What the trio depicts is not a happy picture of or for Clinton. "Associates and friends suggest that Mrs. Clinton, at least until February, was a detached manager," they write. "Juggling the demands of being a candidate, she paid little attention to detail, delegated decisions large and small and deferred to advisers on critical questions. Mrs. Clinton accepted or seemed unaware of the intense factionalism and feuding that often paralyzed her campaign and that prevented her aides from reaching consensus on basic questions like what states to fight in and how to go after Mr. Obama.
"Mrs. Clinton showed a tendency toward an insular management style, relying on a coterie of aides who have worked for her for years, her aides and associates said. Her choice of lieutenants, and her insistence on staying with them even when friends urged her to shake things up, was blamed by some associates for the campaign’s woes. Again and again, the senator was portrayed as a manager who valued loyalty and familiarity over experience and expertise."

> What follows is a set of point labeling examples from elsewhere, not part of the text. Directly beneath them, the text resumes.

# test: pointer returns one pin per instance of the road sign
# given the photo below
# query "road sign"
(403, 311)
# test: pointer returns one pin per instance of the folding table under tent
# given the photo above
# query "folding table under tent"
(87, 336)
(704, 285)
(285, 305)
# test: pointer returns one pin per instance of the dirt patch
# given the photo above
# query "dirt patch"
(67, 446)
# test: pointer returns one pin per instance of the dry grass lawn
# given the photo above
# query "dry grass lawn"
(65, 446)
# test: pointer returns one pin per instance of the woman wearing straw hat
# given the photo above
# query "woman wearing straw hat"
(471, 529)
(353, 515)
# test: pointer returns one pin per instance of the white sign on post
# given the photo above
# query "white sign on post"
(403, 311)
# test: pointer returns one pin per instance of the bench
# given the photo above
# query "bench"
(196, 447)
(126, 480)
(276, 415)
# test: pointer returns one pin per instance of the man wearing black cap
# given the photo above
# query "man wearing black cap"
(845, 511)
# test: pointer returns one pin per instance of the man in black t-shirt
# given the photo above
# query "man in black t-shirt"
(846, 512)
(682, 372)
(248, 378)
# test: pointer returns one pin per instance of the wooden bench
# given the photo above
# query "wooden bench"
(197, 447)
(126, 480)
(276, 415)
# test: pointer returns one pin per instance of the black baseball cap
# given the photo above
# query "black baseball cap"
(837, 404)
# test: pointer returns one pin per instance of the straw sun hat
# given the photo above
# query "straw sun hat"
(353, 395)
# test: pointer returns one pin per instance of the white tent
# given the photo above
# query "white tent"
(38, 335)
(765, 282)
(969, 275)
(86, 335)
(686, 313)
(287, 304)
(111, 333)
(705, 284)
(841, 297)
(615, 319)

The Times also reports that Clinton had been talking daily with only a few people, and was less hands-on than her husband, former President Bill Clinton, had been in running his campaign. "This approach, many of her associates said, had the effect of breeding resentment at campaign headquarters. Since there was no one person in charge, they said, it was hard to make decisions, and Mr. Penn would frequently use his personal connection with Mrs. Clinton to block the campaign from moving in directions he opposed, like putting an increased emphasis on trying to present a human side of Mrs. Clinton," the Times says.
And the Times reveals that when Clinton brought Maggie Williams -- who is now campaign manager -- into the campaign the day of the New Hampshire primary, then campaign manager Patti Solis Doyle took offense and tried to resign, only to be talked out of it. Doyle was eventually replaced by Williams, in early February.